Besides the joyful but longing song above, that might be the best illustration of this conflict between Advent and the Christmas season that I've got. Four minutes (or so) on a terrible situation in our world, followed by a freshman girl's fervent belief in how her classmates can fix it. Some of them are more realistic and practical than others (to say the least), but the spirit is willing in all of them.
The girls at my current school love so much and so freely. I saw a lot of that today.
Today the world felt bright, but my Facebook wall was full of darkness. I didn't forget about the problems in the world.
A dear friend saw my message saying that I hate the time zones that separate us because I wanted to tell her about the joyfulness of my day. So we gchated, and she let me go on for awhile before reminding me that her week was terrible. A very close friend committed suicide and she is desperately trying to get her applications through so she can go to the funeral and mourn properly.
But -- and this is how wonderful she is -- she listened first to my joy and seemed to genuinely take comfort in a joyful part of the world. In what can only be a hard Advent of the Soul (for all she's not catholic) longing for a world without death and tears and this heartrending pain, this wonderful person found a place for a bit of my Christmas-like joy.
Because some days it feels like Christmas to get to be around these students -- enthusiastic and wild and respectful and ready to love and hard-working if not responsible. And some days you wake up on what you think will be a day of celebration for your college to find your roommate in tears and a room full of your fellow students weeping, and one of your friends has died in the night.
This fallen world has both states. Advent and Christmas. But they aren't in conflict. They aren't even in contrast.
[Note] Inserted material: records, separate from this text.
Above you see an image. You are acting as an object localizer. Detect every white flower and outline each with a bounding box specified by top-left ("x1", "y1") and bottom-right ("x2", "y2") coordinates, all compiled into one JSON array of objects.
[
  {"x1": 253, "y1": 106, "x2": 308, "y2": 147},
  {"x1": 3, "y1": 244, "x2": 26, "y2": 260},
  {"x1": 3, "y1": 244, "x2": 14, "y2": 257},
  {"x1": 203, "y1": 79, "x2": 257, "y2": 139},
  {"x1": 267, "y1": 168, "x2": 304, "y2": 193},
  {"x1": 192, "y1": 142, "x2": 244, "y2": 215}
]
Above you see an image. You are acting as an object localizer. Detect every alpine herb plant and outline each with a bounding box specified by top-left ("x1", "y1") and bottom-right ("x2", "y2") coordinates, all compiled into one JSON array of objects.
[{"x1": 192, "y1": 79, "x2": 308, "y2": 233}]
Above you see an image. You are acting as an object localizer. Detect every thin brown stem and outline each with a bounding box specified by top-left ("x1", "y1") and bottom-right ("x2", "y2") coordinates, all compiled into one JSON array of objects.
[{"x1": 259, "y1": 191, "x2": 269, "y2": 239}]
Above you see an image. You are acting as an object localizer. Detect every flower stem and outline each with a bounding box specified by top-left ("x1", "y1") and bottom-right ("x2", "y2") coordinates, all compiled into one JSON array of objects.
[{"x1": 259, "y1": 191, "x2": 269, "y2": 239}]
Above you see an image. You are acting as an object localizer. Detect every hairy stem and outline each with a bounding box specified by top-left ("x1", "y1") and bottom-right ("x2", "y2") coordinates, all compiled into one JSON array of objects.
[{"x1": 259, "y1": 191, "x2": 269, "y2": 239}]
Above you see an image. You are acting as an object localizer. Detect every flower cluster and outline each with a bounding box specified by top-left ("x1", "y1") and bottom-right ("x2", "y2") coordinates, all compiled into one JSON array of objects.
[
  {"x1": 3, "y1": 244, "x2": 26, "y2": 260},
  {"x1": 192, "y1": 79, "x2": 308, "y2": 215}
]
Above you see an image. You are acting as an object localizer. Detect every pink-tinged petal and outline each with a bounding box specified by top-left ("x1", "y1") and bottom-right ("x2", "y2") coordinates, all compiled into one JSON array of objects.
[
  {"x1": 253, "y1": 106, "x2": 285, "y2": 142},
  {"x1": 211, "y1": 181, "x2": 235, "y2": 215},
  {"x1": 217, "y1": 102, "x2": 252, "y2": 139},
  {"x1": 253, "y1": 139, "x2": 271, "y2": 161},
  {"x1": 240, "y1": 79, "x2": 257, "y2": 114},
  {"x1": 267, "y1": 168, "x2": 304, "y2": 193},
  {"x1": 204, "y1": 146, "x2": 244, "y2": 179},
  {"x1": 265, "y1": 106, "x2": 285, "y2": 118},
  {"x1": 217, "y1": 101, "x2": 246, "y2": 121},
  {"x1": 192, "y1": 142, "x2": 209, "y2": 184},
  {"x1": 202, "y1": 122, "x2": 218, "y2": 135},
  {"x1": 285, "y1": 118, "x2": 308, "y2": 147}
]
They exist alongside and at once and in the midst of one another. And I feel them in the exact same physical place in my chest.
Soon and very soon, we will have a world that no longer needs Advent. But sometimes I wonder if it's there for us just as much as Christmas. So that we don't forget how special Christmas is (as I'm terrified of forgetting about IWA) or just so that we learn that even the bright and beautiful things of this world must pass away so that the darkness can be banished at last. So that we can understand that all things bright and beautiful is merely a taste of the better world to come.
It's hard not to think "Soon but not too soon" about our entry into heaven -- but perhaps Advent's real purpose is to help us understand that Christmas was only intended to be a consolation, a bright burning star in the night. Not a reason to fear the coming Day.